Northfork

Acabei de assistir a um filme - Northfork. Marido comprou *em saldo*, na lojinha da São, aqui ao lado. Sentei-me em frente ao computador, abri a gaveta dos DVD's, cocoquei o cd e liguei as colunas de son. Recostei-me no cadeirão. Nem mais.

O recado geral parece ser “salvar uns idiotas de morrerem afogados”. À volta deste tema, os Irmãos Polish, transmitem-nos mensagens, nostalgia e algum humor. No final, ficaram na minha mente alguns sorrisos, uma lagrimita e a sensação de uma espécie de indiferença vivida por toda aquela gente. Sem comoções, como se a mudança nas suas vidas se dessem porque um ser superior quis, abandonando-os depois à sua sorte.

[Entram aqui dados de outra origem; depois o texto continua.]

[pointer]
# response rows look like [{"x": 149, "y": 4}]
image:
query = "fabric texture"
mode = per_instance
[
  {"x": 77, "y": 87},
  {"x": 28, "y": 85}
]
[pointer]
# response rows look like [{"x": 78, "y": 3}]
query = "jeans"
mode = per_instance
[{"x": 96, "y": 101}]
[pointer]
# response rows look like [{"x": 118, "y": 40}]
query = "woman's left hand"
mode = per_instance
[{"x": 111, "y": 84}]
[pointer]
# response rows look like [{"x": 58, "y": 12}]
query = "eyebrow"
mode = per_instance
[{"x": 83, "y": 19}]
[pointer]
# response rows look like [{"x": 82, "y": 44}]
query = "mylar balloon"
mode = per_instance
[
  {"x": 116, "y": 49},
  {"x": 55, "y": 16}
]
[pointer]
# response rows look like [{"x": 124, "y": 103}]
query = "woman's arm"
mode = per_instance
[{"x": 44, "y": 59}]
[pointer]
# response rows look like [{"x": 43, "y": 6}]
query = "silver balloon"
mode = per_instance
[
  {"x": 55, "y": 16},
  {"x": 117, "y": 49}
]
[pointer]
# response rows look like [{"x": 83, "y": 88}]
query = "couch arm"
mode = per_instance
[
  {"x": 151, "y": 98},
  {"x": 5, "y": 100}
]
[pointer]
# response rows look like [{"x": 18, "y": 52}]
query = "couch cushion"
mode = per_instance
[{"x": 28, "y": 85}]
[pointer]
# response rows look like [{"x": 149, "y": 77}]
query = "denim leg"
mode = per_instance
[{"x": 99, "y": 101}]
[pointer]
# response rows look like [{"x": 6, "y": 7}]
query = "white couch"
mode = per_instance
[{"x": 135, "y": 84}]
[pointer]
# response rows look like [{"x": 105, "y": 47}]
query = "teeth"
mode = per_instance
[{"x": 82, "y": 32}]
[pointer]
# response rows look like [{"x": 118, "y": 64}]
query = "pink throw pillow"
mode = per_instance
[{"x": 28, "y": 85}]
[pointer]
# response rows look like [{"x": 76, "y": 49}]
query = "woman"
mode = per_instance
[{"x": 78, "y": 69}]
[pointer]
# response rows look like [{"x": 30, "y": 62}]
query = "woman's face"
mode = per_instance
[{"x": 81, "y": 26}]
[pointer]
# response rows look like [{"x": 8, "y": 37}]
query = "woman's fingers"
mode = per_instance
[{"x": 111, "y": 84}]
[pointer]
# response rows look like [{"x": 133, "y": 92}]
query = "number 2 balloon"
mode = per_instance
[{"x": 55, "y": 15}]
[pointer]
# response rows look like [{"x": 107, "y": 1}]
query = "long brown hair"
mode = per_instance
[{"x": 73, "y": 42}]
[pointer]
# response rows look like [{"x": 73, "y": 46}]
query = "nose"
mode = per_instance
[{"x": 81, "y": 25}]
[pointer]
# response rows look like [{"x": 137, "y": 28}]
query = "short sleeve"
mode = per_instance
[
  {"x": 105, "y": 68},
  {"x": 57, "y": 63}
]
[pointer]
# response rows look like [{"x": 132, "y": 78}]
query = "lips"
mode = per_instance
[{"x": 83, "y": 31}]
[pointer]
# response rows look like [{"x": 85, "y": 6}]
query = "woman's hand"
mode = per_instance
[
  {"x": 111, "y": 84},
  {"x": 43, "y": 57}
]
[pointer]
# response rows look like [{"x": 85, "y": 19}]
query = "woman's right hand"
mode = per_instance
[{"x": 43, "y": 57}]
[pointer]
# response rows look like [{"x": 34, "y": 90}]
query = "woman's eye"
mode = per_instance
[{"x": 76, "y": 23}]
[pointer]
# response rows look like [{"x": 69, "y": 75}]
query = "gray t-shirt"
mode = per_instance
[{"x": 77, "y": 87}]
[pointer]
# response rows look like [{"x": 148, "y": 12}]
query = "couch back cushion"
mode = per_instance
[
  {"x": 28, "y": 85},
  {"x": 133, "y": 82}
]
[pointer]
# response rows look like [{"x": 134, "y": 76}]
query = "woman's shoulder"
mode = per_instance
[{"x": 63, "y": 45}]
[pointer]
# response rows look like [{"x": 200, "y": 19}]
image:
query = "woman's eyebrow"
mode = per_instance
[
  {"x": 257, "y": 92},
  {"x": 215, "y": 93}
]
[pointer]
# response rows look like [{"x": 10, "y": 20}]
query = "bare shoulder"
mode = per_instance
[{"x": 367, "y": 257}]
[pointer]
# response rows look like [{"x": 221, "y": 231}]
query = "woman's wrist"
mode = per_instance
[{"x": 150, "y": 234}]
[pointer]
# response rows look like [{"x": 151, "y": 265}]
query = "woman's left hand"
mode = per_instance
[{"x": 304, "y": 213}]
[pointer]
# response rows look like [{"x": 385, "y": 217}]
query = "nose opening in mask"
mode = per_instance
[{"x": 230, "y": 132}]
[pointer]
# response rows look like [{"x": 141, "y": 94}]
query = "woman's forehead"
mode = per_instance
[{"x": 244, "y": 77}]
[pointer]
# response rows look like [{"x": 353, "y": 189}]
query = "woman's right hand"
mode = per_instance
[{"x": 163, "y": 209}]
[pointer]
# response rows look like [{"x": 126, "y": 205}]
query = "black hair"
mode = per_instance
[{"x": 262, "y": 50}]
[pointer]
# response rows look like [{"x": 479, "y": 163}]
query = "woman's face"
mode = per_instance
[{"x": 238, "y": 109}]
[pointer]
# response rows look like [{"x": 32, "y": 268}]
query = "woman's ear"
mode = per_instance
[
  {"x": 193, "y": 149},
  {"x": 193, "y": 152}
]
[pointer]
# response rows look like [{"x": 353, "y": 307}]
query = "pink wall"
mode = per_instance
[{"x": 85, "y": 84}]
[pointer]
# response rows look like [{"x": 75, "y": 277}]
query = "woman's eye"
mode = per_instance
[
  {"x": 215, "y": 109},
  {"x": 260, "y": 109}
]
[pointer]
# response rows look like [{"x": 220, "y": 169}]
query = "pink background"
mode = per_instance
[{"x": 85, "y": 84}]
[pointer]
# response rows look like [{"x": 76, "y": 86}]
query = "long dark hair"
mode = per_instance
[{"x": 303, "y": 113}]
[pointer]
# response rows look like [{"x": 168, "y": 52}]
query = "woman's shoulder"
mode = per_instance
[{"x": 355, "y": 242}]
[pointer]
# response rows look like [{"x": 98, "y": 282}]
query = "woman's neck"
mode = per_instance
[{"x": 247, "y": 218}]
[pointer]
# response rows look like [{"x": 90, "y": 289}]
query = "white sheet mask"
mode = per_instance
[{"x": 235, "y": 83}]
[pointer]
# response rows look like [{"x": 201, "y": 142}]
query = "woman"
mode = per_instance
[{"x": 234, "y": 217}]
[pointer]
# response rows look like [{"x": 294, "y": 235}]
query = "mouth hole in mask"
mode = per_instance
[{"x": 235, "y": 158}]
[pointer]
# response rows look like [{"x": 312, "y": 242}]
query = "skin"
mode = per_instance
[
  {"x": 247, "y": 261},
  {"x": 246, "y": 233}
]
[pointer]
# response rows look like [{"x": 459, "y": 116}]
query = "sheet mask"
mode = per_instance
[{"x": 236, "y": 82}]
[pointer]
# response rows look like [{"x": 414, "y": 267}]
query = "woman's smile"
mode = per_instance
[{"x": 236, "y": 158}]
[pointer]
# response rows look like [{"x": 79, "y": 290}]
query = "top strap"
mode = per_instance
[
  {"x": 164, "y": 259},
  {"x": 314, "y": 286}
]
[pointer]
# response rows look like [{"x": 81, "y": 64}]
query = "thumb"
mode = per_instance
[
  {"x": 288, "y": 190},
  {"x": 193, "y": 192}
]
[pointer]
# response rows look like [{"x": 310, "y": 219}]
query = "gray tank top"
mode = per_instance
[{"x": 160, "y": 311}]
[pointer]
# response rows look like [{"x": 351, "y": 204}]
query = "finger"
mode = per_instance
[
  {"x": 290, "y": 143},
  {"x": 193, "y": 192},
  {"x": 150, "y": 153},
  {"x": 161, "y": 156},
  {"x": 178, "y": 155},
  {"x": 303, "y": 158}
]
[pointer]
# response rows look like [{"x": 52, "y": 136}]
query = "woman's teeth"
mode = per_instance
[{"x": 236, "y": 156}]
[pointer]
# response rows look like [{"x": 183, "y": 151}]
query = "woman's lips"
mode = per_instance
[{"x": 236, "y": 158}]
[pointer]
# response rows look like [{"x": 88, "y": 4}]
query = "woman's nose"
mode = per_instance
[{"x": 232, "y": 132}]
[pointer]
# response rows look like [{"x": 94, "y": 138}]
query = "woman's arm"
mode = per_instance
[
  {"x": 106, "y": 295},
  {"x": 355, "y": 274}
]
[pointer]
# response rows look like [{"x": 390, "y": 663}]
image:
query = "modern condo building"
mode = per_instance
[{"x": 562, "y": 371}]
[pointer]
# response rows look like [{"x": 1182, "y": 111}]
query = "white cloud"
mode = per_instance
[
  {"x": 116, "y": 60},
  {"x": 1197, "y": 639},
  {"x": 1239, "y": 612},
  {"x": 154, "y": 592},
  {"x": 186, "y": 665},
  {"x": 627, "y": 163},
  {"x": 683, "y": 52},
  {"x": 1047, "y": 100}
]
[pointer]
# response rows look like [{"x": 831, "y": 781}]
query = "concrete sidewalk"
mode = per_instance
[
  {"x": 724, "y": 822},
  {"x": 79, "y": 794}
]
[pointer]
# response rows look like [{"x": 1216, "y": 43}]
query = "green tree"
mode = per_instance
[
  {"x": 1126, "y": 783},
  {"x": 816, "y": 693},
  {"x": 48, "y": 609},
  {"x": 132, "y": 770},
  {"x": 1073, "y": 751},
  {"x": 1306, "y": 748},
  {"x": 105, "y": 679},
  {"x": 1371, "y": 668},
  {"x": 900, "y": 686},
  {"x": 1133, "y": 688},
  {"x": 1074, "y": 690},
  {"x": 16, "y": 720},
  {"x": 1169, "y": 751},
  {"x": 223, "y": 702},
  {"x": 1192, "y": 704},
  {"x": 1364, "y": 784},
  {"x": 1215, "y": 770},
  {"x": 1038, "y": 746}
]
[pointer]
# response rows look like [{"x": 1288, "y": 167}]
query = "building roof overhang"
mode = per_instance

Foi mais ou menos assim: 1955, Northfalk (1776-1995), uma aldeia com quase 300 anos, em terras do Minnesota, "o sítio que Deus criou em último lugar", vai deixar de existir. Vai ser inundada e dar lugar a uma central hidroeléctrica. Vai desaparecer da face da Terra, tal qual a nossa Aldeia da Luz, por terras do Alentejo e do Guadiana. As exumações, estão na ordem do dia. Os resistentes à mudança, também. Por lá, houve anjos da guarda - nos chapéus pretos, uma peninha branca de pato - cuja missão era convencer aqueles idiotas a deixar as suas terras e as suas convicções, em troca de uma mala preta que aberta continha um par de asas, porque o divino assim quis.

Um menino morre. Ele representa a cidade. O menino, órfão, esquecido por seus pais adoptivos e doente, é protegido pelo Padre Harlan (grande Nick Nolte!). Nos seus delírios febris, cria um grupo de figuras, do seu imaginário "Flor de Hércules, Chávena de Chá, Bacalhau e Feliz" que procuram O Anjo para sua redenção. Encontram-se, o menino é o Anjo por obra e graça divina e no final embarcam os 5, felizes, num voo de avião ao entardecer. Mas a mensagem é o abandono. Sem saber quem o leva ou para onde vai ...

A propaganda oficial diz oferecer eletricidade, lazer e recreação ao povo. Por outro lado, existe o processo de valorização das terras. Os comissários (6 homens de tons cinzentos e de chapéus pretos que trabalham em pares) estavam interessados em esvaziar o grupo de casas - 65 casas por par. Porém existe o conflito entre o que estão a fazer e entre o que vão obter: vale a pena uns hectares à beira do futuro lago, como forma de pagamento, existindo um cheiro de morte no ar devido às exumações?

Assistimos aos meios utilizados pelo comissários. São vários:
- a intimidação demonstrada no caso da interrupção da intimidade de um casal dentro do seu quarto e a seguir o despejo dos seus móveis pela janela fora;
- a exploração das convicções religiosas e seus conflitos e nuances familiares (ao se encaminharem para a arca, os dois comissários comentam se haverá dois de cada lá dentro) - as duas mulheres do dono da arca eram as mais frágeis do triângulo familiar, mas as asas dentro da mala preta eram o sinal divino de que algo deveria ser feito, antes de chegarem as águas. Que outro sinal precisaria aquele homem e as suas duas mulheres para abandonar a arca? A presença dos dois comissários era o simal divino de que estavam à espera. Tinham de abandonar a arca ou morreriam (e os dois comissários não receberiam pagamento algum, no final, claro);
- As cruzes nas portas das*casinhas* demonstram a vida religiosa dos moradores, mesmo quando se aliviam das suas necessidades;
- A questão da propriedade e da sua desapropriação por ser algo muito forte, os comissários são recebidos a tiros por um cidadão que pregou os próprios pés no chão do alpendre da sua casa;
- Os acidentes fatais na construção civil, são um mal necessário. São apresentados e comentados como um monumento de homenagem ao progresso;
- A vida mais simples dos agricultores é menosprezada por alguns dos comissários. Comentam que há dois tipos de pessoas: as que têem Buicks e as que têem Fords. Eles conduzem Fords. E bastou um simples risquinho num dos carros - o primeiro risquinho - para que o seu dono comentasse deveras desesperado, quase a desanimar: *Passa-se uma vida inteira a dar brilho ao carro, depois vem uma pedrinha e lá se vai todo o esforço por água abaixo*.

No final do trabalho feito, no cimo daquele imenso vale, eles observam. Tudo será inundado. E apesar das expropriações terem sido todas feitas, é a indiferença deles ao sofrimento causado a 195 famílias que é patente, ao afirmarem: Minessota poderia ser anexada ao Canadá, com Wisconsin de brinde.

Não será um dos meus filmes preferidos, mas tem mensagens e eu entendi-as.